Hello, Donovan. Edward spoke, but this time no mouth was formed, and Donovan heard nothing with his ears. Donovan looked up at his father in surprise, and his father nodded. He smiled and ruffled Donovan’s hair.
Hello Edward! I hear you in my mind now, Donovan replied. And ever since that day, Donovan understood a great many things he hadn’t understood before, like what it means when trees drop their leaves and birds flock south.
And now in the darkness he leaned out of his window and gave Edward a pat. Goodnight Edward, he said with his thoughts.

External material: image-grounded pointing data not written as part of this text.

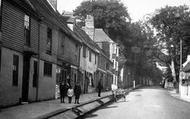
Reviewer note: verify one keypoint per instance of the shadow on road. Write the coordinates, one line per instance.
(107, 107)
(90, 116)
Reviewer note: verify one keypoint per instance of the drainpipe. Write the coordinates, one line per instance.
(37, 86)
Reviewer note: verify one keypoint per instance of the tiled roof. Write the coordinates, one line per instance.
(88, 41)
(101, 36)
(45, 11)
(85, 38)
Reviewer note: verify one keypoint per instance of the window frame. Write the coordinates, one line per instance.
(47, 71)
(49, 41)
(27, 38)
(15, 71)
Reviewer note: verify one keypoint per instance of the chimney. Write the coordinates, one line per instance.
(89, 26)
(53, 3)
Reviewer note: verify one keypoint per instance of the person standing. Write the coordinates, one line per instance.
(70, 93)
(99, 87)
(77, 92)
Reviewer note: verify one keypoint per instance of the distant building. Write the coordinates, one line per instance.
(111, 49)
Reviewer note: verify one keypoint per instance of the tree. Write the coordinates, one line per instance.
(168, 23)
(111, 15)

I have something to show you, Donovan Child, Edward responded, and Donovan climbed out his window and onto one of Edward’s branches. He scurried along, and at Edward’s urging – shhhhhh, shhhhhh, shhhhhh – he moved as quietly as he could while raindrops pattered in Edward’s leaves.
He climbed high in Edward’s canopy, higher than the top of the house’s chimney, but he wasn’t afraid. Edward would keep him safe and dry too – not a drop of rain had reached him. He held very still and listened to the soft groans of the forest, the sounds of wooden arms rubbing against one another.
Somewhere, a dove cooed.
Edward was quiet.
Then he heard something else.
Tick – tick – tick!
Eager, Donovan looked towards the sound. It came from a dove’s nest, well hidden in the crook of two branches. He crept towards it. There were two eggs, he saw, pure white and no bigger than the first knuckle of his finger.
Crack!
A jagged line appeared in one trembling egg, and a tiny beak poked out.